This month’s Wired has a great story on the the $1 billion company behind Demand Studios.
It’s fascinating. They’ve developed an algorithm that analyzes data from Google and other sources, spits out topics for “articles” and calculates how much money that content can bring in from ads over its life on the net. Afterward, an assembly line forms, starting with people who refine the algorithm’s titles for 8 cents apiece (“how to cake roses,” for example, becomes “how to make icing roses for a cake”) and feed them into the Demand Studios site. There, “writers” pick topics and fill a template with relevant details for up to $15 per article. An editor reads each piece for $2.50 a pop, and the results power sites like ehow.com, livestrong.com (Lance Armstrong is an investor) and a raft of other content sites. The individual pages generate very small returns, but the sheer volume of words the system creates makes it a profitable and fast-growing endeavor.
Naturally, many people who make their living writing for reputable print and Web publication view this as an affront to the value of their work.

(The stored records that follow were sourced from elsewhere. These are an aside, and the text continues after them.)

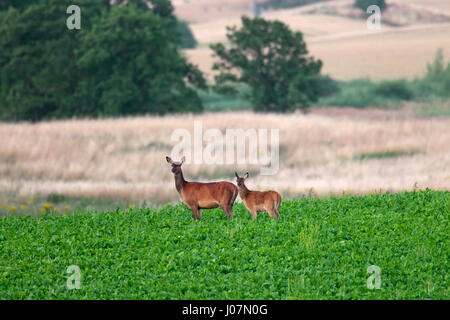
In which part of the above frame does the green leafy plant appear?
[0,190,450,300]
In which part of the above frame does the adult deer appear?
[234,172,281,219]
[166,156,238,220]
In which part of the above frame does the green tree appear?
[0,0,205,121]
[353,0,387,13]
[211,17,322,112]
[78,5,205,115]
[0,0,108,121]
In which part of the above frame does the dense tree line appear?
[0,0,205,121]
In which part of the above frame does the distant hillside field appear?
[0,191,450,299]
[175,0,450,80]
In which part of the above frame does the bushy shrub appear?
[211,17,322,112]
[353,0,386,13]
[178,21,197,49]
[0,0,206,121]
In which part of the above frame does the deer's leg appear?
[188,203,201,220]
[274,204,280,219]
[247,208,258,220]
[220,204,233,219]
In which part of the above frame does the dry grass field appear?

Good writing, solid research, integrity and the other traits of a successful freelancer are worth more than 2 cents per word (20 to 50 times more, in fact). That people are willing to devalue their own work to the degree required to work for Demand, Helium.com, Suite101.com, Examiner.com and the like cheapens the craft, many say, and drives down the value of the work done by the professionals.
Yet, I’ve begun to think that the proliferation of writer mills will have a negligible effect on professional freelancing in the long run. Here’s the short of it: Journalism and Web content production aren’t the same thing, and as such they draw from two distinct labor markets. Successful Web content sites require high search engine rankings and volume, as opposed to good writing and original research. Creating that content requires a combination of Web surfing, data entry and the language skills of a native speaker with a high-school degree. In short, it’s unskilled labor. Anyone who speaks English can do it.

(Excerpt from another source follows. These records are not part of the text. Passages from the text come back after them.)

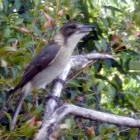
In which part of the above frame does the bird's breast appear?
[31,47,72,90]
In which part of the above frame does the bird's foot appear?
[52,78,66,86]
[43,89,60,104]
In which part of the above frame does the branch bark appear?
[35,103,140,140]
[34,53,118,140]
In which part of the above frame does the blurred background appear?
[0,0,140,140]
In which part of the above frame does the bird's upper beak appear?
[80,25,97,33]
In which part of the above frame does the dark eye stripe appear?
[70,25,76,29]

Journalism — the hard work of interviewing, researching and writing about what we discover in a way that is fresh and compelling — is different. It’s a profession in the sense that it requires a set of hard-earned skills to do well. A limited number of people have what it takes to write for a magazine, and pay rates will reflect that limited supply.
I imagine many of my colleagues are concerned that hordes of content drones eventually will vie for more high-profile work, ask for only 10 cents per word (a 500 percent raise!) and price the rest of us out of a middle-class living. There are a couple reasons why that’s unlikely. First, it’s pretty damn easy to compete with someone whose best writing sample consists of 600 words entitled “The Best Ways to Reduce Your Dog’s Flatulence” that was researched on Wikipedia and dashed off in 40 minutes. Second, anyone who churns out the volume of stories needed to earn worthwhile money writing for content sites is unlikely to have much time to work on projects that would actually bolster his or her portfolio. Demand recently announced that it will offer access to a health insurance plan to some of its writers. That’s great, but it’s also a cunning way to keep Demand’s top producers writing indefinitely for pennies.
Meanwhile, the number of writers walking the tough road toward a career in real freelance journalism will actually shrink. A smaller number will start out in the church newsletter or a friend’s blog, finagling their byline into tiny publications, then leveraging modest clips with great story ideas to craft portfolios that grow with the writers’ skill, connections and business savvy. Instead, many aspiring freelancers will take the $15, hone their speed-writing skills and trade a hard climb toward professionalism for the instant gratification of a job on the assembly line.
As someone who writes stories that are worth a lot more than $15 to the people who assign them, a market full of unskilled workers spinning their wheels at Demand Studios only makes me look more professional by contrast.